According to one article, “Developing a Segregated Town,” Evanston’s banks generally refused to make mortgage loans to Black families seeking to buy homes on blocks that were not viewed as “acceptable” for Black people. Black residents who owned vacant lots near the lake were denied loans to build on their properties and were eventually forced to sell them.

In 1917, the NAACP opened a branch in Evanston.

In 1921, Evanston passed a zoning ordinance that zoned for commercial use almost every block where Blacks lived outside of the west side of town. As these areas were converted to commercial use, Black families were dislocated to the west. In the 1930s Blacks in Evanston became victims of redlining because of federal discriminatory lending policies.

Evanston’s public beaches and parks did not allow Blacks. The city’s first Black alderman, pioneer Edwin B. Jourdain Jr., a Harvard graduate, fought to desegregate them.

The Evanston YMCA barred Blacks in 1914 before the city’s Black community came together to form the Emerson Street YMCA. Boy Scout troops barred Black youth in 1914, and Black residents formed their own troop in Evanston.

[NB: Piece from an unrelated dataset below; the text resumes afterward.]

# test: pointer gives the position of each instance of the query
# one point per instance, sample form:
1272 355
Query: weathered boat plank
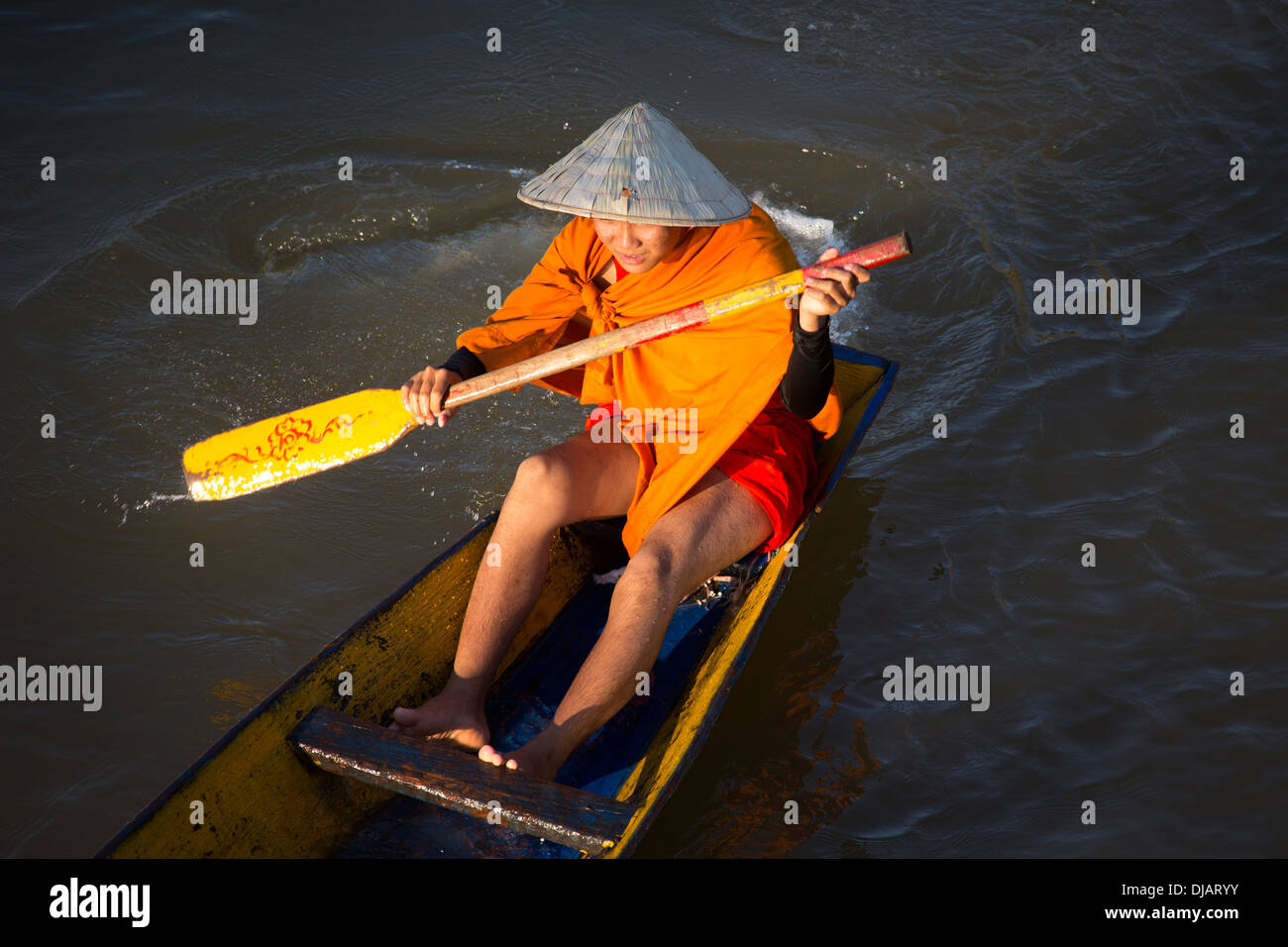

During segregation, Evanston’s prestigious Northwestern University did not allow Black students to live in any campus dormitories. Black students lived in the homes of local Black residents or at the Emerson Street YMCA. Students continued to room at the Emerson Branch until Northwestern fully desegregated its campus dormitories in the 1960s.

The two local hospitals began to turn away Black residents after 1900, with some exceptions, and the Evanston Sanitarium was established in 1914 to serve Black residents.

Many restaurants, hotels and stores in Evanston did not serve Black people. All but one city park forbade Black children from using the playground equipment. Evanston movie theatres required Black patrons to sit in the balcony.